RuntimeError: CUDA out of memory during encoding – Reduce the batch_size in model.encode(). Start at 64 and work up. If you are encoding millions of documents, use model.encode(..., device="cpu") for the long tail and GPU for the bulk.

MinHash LSH returns no results even for obvious duplicates – Your threshold is too high relative to the actual Jaccard similarity. Shingle-based similarity is lower than you might expect – two sentences that share 80% of words might only have 0.5 Jaccard similarity on 5-character shingles. Lower the threshold or use word-level tokens.

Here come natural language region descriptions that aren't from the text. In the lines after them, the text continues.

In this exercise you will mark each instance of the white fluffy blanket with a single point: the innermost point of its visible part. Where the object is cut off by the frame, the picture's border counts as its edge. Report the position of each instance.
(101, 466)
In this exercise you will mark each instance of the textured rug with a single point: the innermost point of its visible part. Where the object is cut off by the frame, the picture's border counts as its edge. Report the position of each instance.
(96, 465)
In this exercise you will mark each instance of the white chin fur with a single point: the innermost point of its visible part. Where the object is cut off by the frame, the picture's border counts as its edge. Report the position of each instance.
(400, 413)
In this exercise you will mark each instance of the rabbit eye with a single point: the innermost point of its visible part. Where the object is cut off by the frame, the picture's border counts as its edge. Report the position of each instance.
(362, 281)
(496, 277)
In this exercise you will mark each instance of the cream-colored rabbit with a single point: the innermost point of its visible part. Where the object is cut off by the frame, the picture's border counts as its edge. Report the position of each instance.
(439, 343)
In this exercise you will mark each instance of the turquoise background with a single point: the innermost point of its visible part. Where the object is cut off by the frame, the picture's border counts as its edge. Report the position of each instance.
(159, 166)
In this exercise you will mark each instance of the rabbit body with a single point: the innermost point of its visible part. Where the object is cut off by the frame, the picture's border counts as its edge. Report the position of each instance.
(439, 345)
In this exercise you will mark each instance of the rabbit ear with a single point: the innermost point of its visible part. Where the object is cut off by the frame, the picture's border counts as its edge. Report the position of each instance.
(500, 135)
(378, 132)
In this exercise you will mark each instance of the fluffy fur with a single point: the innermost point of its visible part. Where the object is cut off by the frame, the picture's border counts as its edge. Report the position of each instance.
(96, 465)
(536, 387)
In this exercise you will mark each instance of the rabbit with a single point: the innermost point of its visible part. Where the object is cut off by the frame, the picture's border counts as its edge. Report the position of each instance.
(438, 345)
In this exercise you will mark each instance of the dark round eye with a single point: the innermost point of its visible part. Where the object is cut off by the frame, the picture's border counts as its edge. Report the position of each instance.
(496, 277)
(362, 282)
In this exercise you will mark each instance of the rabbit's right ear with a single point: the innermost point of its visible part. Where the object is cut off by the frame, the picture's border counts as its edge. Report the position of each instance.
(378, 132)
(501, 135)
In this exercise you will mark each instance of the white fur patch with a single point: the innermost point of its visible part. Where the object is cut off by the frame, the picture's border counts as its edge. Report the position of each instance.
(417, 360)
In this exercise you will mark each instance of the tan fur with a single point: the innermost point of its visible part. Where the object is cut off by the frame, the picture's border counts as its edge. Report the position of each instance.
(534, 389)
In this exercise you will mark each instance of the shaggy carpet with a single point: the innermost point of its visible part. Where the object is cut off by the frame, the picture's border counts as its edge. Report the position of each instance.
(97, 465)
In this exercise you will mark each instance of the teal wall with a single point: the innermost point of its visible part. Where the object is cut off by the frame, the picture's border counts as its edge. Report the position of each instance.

HDBSCAN puts everything in the noise cluster (-1) – Your min_cluster_size is too large or the embeddings are too spread out. Try min_cluster_size=2 and min_samples=1. If that still does not work, reduce the embedding dimensionality with UMAP before clustering:

1
pip install umap-learn
1
2
3
4
5
import umap

reducer = umap.UMAP(n_components=10, metric="cosine")
reduced = reducer.fit_transform(embeddings)
labels = hdbscan.HDBSCAN(min_cluster_size=2).fit_predict(reduced)

datasketch is slow on very large datasets – The pure Python implementation of MinHash is not fast. For corpora over 10M documents, look at text-dedup or gaoya (Rust-based LSH). Alternatively, process in shards and merge results.

Cosine similarity scores are all near 1.0 – Your embeddings are not normalized, or you are comparing very short texts that collapse to similar vectors. Check with np.linalg.norm(embedding) – it should be close to 1.0 after normalization. For short texts, use a model fine-tuned on short-form data like all-MiniLM-L6-v2 rather than a passage-level model.